To assess internal validity of studies, we used criteria appropriate to the study design (see Appendix C). For KQ1, we abstracted data on whether the interview-based assessment was performed blind to the depression questionnaire results; whether the depression questionnaire was performed blind to the interview-based assessment; whether the interview-based assessment was adequate; the completeness of follow-up; whether the analytic methods were appropriate; study funding; and whether a conflict of interest statement was given.

For KQ2, we abstracted data for systematic reviews and separately for randomized controlled trials. For systematic reviews, we abstracted search methods and strategy; whether inclusion/exclusion criteria were clearly defined and appropriate; whether primary studies were appropriately evaluated for quality; were the assessments reproducible; was there an analysis of variability; were results combined appropriately; was publication bias assessed; were clinically important outcomes, including harms and benefits, reported. For randomized trials, we determined whether the method of randomization and allocation concealment was adequate; whether intervention and control groups were similar at baseline regarding the most important prognostic indicators; was the outcome assessed using a valid methodology and the assessor blinded; was the care provider blinded; was the patient blinded; was loss to follow-up < 20% and differential loss between groups < 10%; were missing outcome data addressed adequately; and was there a conflict of interest.
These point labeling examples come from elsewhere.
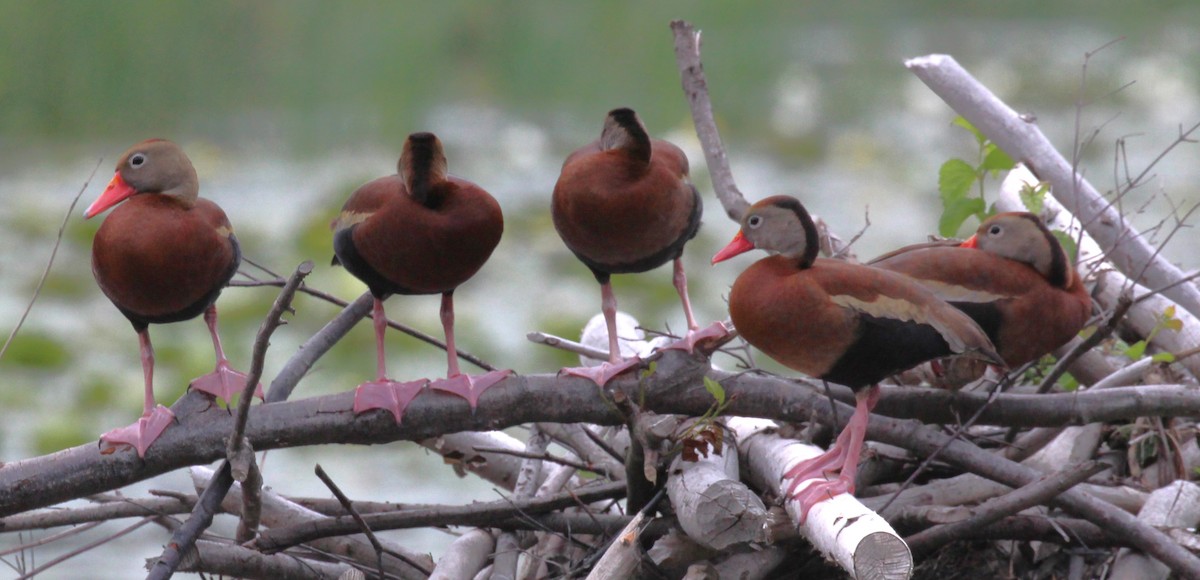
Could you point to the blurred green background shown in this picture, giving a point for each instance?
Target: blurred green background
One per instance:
(285, 107)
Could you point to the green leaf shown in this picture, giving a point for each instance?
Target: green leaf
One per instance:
(715, 389)
(1068, 244)
(1137, 351)
(957, 213)
(1068, 382)
(996, 160)
(649, 369)
(954, 180)
(965, 124)
(1033, 198)
(34, 350)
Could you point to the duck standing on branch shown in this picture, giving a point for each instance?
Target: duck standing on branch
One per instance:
(1020, 288)
(163, 256)
(839, 322)
(418, 232)
(624, 204)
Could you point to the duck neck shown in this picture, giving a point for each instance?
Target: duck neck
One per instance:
(423, 166)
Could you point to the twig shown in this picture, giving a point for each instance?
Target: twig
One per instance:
(111, 510)
(233, 561)
(330, 419)
(263, 340)
(83, 549)
(483, 514)
(1123, 304)
(184, 538)
(240, 456)
(358, 519)
(551, 458)
(1035, 494)
(695, 88)
(317, 346)
(1025, 142)
(352, 314)
(567, 345)
(46, 273)
(51, 538)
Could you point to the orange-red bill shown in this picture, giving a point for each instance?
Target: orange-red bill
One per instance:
(739, 244)
(117, 191)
We constructed evidence tables showing the study characteristics and results for all included studies, organized by key question. We critically analyzed studies to compare their characteristics, methods, and findings. We compiled a summary of findings for each key question or clinical topic, and drew conclusions based on qualitative synthesis of the findings. We assigned an overall quality of evidence using the GRADE criteria.[30]


A draft version of this report was sent to four peer reviewers. Their comments and our responses are presented in Appendix D.